Chemistry of collaboration

The Asian Age.  | Garima Arora

Entertainment, Music

Singer and composer Karsh Kale believes that no software can match the chemistry that is sparked when musicians come together to make music.

Karsh Kale

From Norah Jones to Anoushka Shankar, Alicia Keys to Herbie Hancock, singer and composer Karsh Kale has collaborated with numerous international artistes, creating music with a unique identity of its own. He believes that collaborations help in the growth of musicians to a great extent. “I believe that the experience of collaboration, even simply as an exercise, helps musicians grow in ways that no solo practice can. Collaboration often doesn’t ask you to do the easy stuff you already know, but rather challenges you to pull out the tougher ideas that you think you aren’t capable of executing. It’s much like a sports team, where there is much to learn sitting across from other artistes,” says Karsh, adding, “I have a library of creative inspiration to draw from, mainly because I spent years and years collaborating with musicians from all walks of life.”

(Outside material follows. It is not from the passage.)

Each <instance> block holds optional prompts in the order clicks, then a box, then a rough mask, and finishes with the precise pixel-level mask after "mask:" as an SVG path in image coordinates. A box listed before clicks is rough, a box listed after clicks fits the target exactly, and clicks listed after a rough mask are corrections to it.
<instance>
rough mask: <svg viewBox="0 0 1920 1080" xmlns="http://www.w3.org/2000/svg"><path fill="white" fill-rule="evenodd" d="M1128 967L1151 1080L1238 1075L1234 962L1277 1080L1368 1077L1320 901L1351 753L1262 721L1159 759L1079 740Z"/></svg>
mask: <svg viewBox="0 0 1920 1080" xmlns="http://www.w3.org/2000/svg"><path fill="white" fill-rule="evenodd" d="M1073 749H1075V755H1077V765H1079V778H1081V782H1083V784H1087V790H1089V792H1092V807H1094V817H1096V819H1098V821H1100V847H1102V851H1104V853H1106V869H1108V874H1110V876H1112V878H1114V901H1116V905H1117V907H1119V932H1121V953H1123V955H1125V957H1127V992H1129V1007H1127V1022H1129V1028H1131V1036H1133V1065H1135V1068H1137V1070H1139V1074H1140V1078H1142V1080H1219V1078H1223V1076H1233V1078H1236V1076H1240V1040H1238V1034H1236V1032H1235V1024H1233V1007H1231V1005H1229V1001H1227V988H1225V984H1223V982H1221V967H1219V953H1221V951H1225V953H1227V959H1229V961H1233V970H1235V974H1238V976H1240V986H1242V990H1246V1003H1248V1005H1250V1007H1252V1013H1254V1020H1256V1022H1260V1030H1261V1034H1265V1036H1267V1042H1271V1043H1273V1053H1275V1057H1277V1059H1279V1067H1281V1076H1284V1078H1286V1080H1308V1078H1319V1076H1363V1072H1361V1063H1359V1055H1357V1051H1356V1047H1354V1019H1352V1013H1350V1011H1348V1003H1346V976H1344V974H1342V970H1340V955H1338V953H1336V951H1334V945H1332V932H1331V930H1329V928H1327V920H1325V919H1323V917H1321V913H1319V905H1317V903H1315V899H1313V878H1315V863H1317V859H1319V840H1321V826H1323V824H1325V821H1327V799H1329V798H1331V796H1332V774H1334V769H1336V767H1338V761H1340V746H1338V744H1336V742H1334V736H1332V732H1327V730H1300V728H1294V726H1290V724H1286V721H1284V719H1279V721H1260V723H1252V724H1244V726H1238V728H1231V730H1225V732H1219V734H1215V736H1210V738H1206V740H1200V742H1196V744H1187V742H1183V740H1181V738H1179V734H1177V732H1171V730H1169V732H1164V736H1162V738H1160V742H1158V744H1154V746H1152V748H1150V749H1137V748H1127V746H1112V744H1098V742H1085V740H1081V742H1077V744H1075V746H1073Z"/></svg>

He further elaborates, “The years have proven one thing to me — that there is no software, controllers, loopers, or other gear on this planet that can come close to replacing the chemistry that is sparked when musicians come together to make music. The ideas always remain human. I think young artists need to be less concerned with what gear they are using, and focus on gaining more human experience.”

Studio Science experience
Karsh was recently featured in the first Indian instalment of “Studio Science”, an initiative of Red Bull Music academy, where artistes open up about their music sensibilities and give various tips and tricks to young and aspiring musicians. In the 15-minute episode, Karsh shares how he discovered his love for the tabla, an instrument he believes has “so much possibility.”

“For many, the studio experience remains a mystery. The studio is the kind of place where there is no one particular approach, so it’s nice to inspire young artists to innovate and design their own experience. This time I also wanted to focus on inspiring people to create an ensemble or a band. Technology allows us to do it all ourselves nowadays, so I felt it was my duty to remind the audience that music in the end is about people interacting,” he shares.

Electric tabla
As someone who is constantly intrigued by the possibilities of electronic music, Karsh says that he created an internally miked tabla out of necessity. “As an acoustic instrument, sharing the stage with drums, guitars and generally loud instrumentation relegates tabla to a simple percussion instrument and not the incredibly expressive instrument that it is in classical music. Once I was able to blend tabla with electronic sounds, I realised that its possibilities were endless,” he explains.

Electronic music
Modern electronic music has little to do with geography. According to Karsh, electronic music is going to have the same scope in India as anywhere else in the world. “Kids in Delhi are making the same music as kids in Berlin and kids in Detroit, etc., and people all over the world are consuming all of it,” he elucidates.